This then obviously fails the alignparse
filters since there are 32 nucleotides clipped off the 5' end (I'm guessing it would pass if you upped query_clip5
to 32).
But I'm not sure if we want to do this? I'm not sure why first 32 nucleotides are repeated? Maybe this is some aspect of the PCR that actually makes sense that we just forgot to think of when designing target sequences for alignment? Or maybe it indicates some sort of off-target PCR product that makes it safer just to discard the entire read.
I guess the better behavior depends on:
If it's not common, then probably better to just discard these reads. If it is common, then it's probably good to understand the origin?
Yes, I did not notice this, it is indeed soft clipped, but doesn't alignparse
only sees what happens after clipping, which is a read that is missing one nucleotide at it's 5' end? And if so, adding a query_clip_5
anything larger than 1 should still include this read.
No, soft clipping is still clipping of the query, so it's not ignored. The idea being that if there is some mysterious sequence at termini that has be soft clipped, it should make us suspicious about read. Do we really want to be counting a read that has some unexplained 32 nucleotide extension?
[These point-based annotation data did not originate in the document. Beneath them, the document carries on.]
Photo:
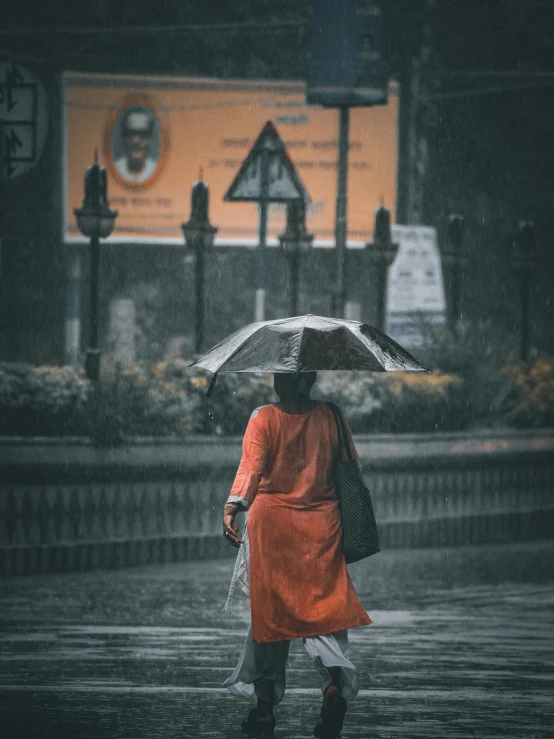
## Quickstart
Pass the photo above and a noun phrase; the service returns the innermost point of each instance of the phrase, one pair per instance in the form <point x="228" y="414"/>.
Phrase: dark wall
<point x="32" y="281"/>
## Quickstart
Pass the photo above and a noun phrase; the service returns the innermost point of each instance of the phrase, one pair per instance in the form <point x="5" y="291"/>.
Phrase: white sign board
<point x="415" y="290"/>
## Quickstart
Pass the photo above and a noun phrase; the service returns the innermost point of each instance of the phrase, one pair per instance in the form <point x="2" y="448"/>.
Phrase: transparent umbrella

A note about weird 5' sequences: The TSO can be found at the 5' end of some reads, and this is expected at a low rate in 10X libraries. This doesn't seem to be the case here, as this looks like authentic PB2 sequence that is repeated. Just thought I would make a note of this.
I'm almost certain this must be some sort of PCR artifact as it is the exact 32nt primer binding site that gets duplicated and the same thing happens with the 3' query site as well. My guess is that primers end up somehow acting as a template at the end of the PCR product and that leads to duplicated sequences, but staring at the templates I have not yet managed to figure out exactly what process is leading to these artifacts this. And I think a lesson for me is that next time it would better to linearize with primers that are adjacent rather than overlapping.
As far as the frequency for PB2termini templates this happens in ~4,000 amplicons out of 27,000 (including clipping at both 5 and 3 ends) and in PB2mid in around 1,000 out of 10,000 reads. I think we should still include these reads as good amplicons by allowing more clipping as it is a PCR artifact that should not by itself affect the amplicon sequence.
@Bernadetadad, is it possible it somehow arises when the circularization actually concatenates together multiple different molecules?
In any case, I haven't looked at actual data in detail, but I think we should be cautious about relaxing criteria to include them. It might be OK. But on the other hand, increasing coverage by 10% is not that significant of an improvement (we can always just sequence more), whereas introducing spurious mutations / molecules is a very significant problem. So I'd suggest one of two things:
I don't see exactly how circularization could lead to this, the circularization itself is a HIFi assembly via Read1 region, that is not next to the primer binding sites. If concatamers are made via PCR off the circularization product (though I don't think there where that many made based on tapestation gel) I don't see how they would have duplicated just the primer sites.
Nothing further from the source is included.